Check the state table when pinging. Is it actually opening states correctly at the local end?
Ultimately run some pcaps to see where those pings are actually going.
-
@stephenw10
I cannot ping a host on that network - 10.1.10.59I have an extended ping going on. State is present
Traceroute dies on my firewall which i suspect is the problem (i dont see any logs on the remote side showing my ping attempts)
As i metioned, i do have static routes in place but i cant figure out why the firewall is not forwarding the traffic.
-
What interface(s) does it show that state on in the state table?
-
Thisis what i see in the state table. It is correct in that its coming in on the right interface.
There are no route conflicts
edit: Ok this is worrisome. I performed a pcap on the IPsec interface and nothing..
-
@stephenw10
Additoinal state information. I telnet to the CARP on port 443
But i see no state or anything in the firewall logs on the remote side.
So its for sure (i feel) failing on my firewall but i dont know why. -
Ok, so it comes in and never leaves.
That implies either there is no route for it or it's somehow blocked. Clearly there is a route.
Other things that might appear like that are:
Captive Portal running, though that would prevent the inbound state.
Blocked by Snort/Suricata.
Blocked by pfBlocker with logging disabled.
Conflicting policy based IPSec tunnel.
Policy routing on the rule via a gateway that is down perhaps?
-
From the cli of the firewall , pings work.
/root: ping 10.1.10.254 PING 10.1.10.254 (10.1.10.254): 56 data bytes 64 bytes from 10.1.10.254: icmp_seq=0 ttl=64 time=236.302 ms 64 bytes from 10.1.10.254: icmp_seq=1 ttl=64 time=236.178 ms 64 bytes from 10.1.10.254: icmp_seq=2 ttl=64 time=236.265 ms 64 bytes from 10.1.10.254: icmp_seq=3 ttl=64 time=236.193 msI agree there is something blocking
Captive Portal running, though that would prevent the inbound state.

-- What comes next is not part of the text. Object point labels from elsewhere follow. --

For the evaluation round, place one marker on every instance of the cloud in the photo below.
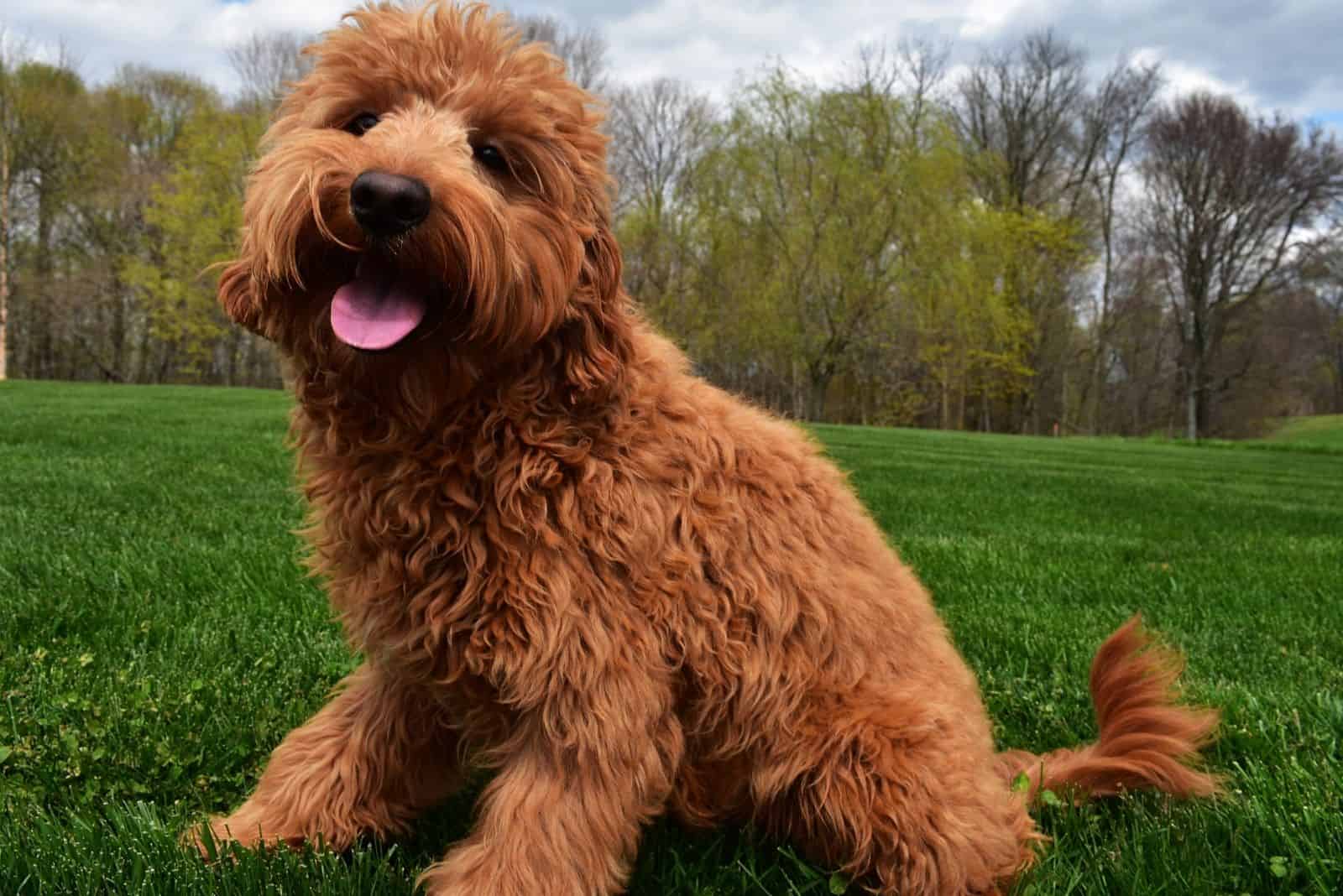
(1273, 54)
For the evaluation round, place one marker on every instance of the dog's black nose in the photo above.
(389, 204)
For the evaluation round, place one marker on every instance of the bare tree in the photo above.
(583, 49)
(11, 55)
(268, 63)
(1022, 105)
(1022, 109)
(1228, 203)
(1323, 275)
(658, 132)
(913, 70)
(1112, 125)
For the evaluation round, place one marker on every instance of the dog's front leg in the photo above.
(368, 762)
(577, 781)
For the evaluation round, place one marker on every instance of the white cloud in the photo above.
(1272, 55)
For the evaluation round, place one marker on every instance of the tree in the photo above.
(583, 49)
(1114, 120)
(1323, 273)
(195, 217)
(11, 56)
(1228, 201)
(266, 65)
(1022, 110)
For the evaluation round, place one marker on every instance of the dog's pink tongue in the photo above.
(375, 310)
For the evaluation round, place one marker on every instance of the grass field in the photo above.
(158, 640)
(1320, 432)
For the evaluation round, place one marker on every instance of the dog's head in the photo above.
(433, 196)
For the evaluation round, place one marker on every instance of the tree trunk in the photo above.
(1194, 399)
(4, 253)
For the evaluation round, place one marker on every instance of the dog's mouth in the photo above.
(380, 307)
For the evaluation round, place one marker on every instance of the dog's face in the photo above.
(431, 195)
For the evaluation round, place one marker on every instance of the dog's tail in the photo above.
(1147, 741)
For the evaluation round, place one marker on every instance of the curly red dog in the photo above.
(568, 560)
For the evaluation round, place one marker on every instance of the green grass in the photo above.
(1325, 431)
(158, 638)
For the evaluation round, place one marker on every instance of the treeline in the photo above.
(1018, 248)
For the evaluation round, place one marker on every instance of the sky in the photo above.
(1273, 55)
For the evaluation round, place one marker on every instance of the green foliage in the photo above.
(195, 216)
(159, 638)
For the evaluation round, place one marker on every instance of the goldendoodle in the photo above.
(568, 560)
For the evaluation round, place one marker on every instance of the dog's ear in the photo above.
(238, 295)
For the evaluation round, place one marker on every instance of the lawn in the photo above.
(1325, 431)
(158, 638)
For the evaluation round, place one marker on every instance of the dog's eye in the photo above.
(362, 123)
(492, 157)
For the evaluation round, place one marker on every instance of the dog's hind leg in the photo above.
(583, 773)
(903, 794)
(368, 762)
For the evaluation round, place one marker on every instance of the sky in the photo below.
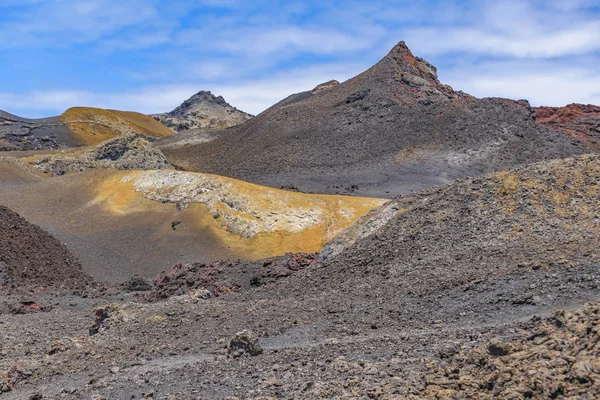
(150, 55)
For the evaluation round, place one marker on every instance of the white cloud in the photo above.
(252, 96)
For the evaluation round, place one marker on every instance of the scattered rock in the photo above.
(244, 343)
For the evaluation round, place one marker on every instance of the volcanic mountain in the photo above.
(203, 110)
(78, 126)
(390, 130)
(447, 294)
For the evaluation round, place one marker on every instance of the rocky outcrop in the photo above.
(391, 130)
(244, 343)
(581, 122)
(127, 152)
(324, 86)
(32, 261)
(554, 358)
(203, 110)
(78, 126)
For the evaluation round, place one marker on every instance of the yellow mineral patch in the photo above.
(253, 221)
(91, 126)
(564, 192)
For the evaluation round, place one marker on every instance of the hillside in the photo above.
(578, 121)
(121, 223)
(472, 290)
(78, 126)
(33, 261)
(202, 111)
(390, 130)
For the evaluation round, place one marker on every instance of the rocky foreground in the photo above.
(487, 288)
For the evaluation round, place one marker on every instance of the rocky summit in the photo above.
(387, 237)
(391, 130)
(203, 110)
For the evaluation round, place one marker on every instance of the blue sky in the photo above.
(150, 55)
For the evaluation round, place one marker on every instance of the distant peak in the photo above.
(401, 65)
(207, 96)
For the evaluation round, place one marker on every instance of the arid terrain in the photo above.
(391, 130)
(387, 237)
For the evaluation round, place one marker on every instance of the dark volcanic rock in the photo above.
(203, 110)
(390, 130)
(17, 133)
(127, 152)
(244, 343)
(33, 260)
(578, 121)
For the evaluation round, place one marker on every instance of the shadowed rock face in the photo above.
(31, 260)
(578, 121)
(75, 127)
(390, 130)
(203, 110)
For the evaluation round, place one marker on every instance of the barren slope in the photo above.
(33, 261)
(121, 223)
(75, 127)
(452, 293)
(202, 111)
(390, 130)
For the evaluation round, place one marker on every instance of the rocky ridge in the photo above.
(393, 129)
(203, 110)
(578, 121)
(126, 152)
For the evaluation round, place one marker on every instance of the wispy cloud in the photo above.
(149, 55)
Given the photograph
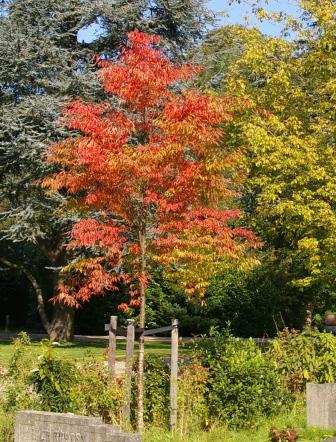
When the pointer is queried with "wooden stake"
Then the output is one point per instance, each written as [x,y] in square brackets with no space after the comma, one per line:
[174,374]
[112,346]
[128,371]
[7,323]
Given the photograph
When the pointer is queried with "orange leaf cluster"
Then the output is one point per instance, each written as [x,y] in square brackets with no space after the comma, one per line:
[150,161]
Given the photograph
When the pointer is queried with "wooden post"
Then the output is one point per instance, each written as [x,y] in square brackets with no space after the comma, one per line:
[174,374]
[7,323]
[128,371]
[112,346]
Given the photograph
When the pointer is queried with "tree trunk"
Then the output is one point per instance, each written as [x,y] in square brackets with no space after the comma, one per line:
[38,290]
[141,366]
[62,324]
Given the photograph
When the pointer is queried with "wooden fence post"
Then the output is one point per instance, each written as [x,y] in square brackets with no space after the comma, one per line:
[7,323]
[174,374]
[128,371]
[112,346]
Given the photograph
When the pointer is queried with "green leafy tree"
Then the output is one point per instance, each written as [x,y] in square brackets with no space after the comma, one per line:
[287,133]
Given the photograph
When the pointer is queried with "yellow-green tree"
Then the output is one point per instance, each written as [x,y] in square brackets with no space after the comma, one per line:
[288,135]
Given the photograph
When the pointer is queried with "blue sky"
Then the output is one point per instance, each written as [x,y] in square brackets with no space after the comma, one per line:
[236,13]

- CP is not running on my system
Blocked by Snort/Suricata. - Neither of these packages are running
Blocked by pfBlocker with logging disabled. - I don't see it in my pfblocker Alerts/Unified tab but this is possible. I can try disabling although I read somewhere that pfBlocker makes a point to scrape through any list and remove RFC1918
Conflicting policy based IPSec tunnel.
- All my IPsec tunnels are Route Based not using Tunnel
Policy routing on the rule via a gateway that is down perhaps?
- Not utilizing PBR
- CP is not running on my system
-
I think...i might be on to something.
Status > IPsec > SPDs
Check out the 10.1.10.0/24 network. Why does that say Tunnel mode while the other s say VTI ?
This IPsec tunnel is VTI. Thats why other networks i can reach on this IPsec...Hmmmmm
-
Solved it!!
I restarted the IPsec dameon (via the GUI)
Cleared it uup right away as it probably had to rebuild the configuration on start up (is my guess)Super weird...Why was that the only network set up for Tunnel? Worse i had to restart the dameon.
-
Aha, nice!
Yup IPSec in policy mode can grab traffic and make it disappear like that.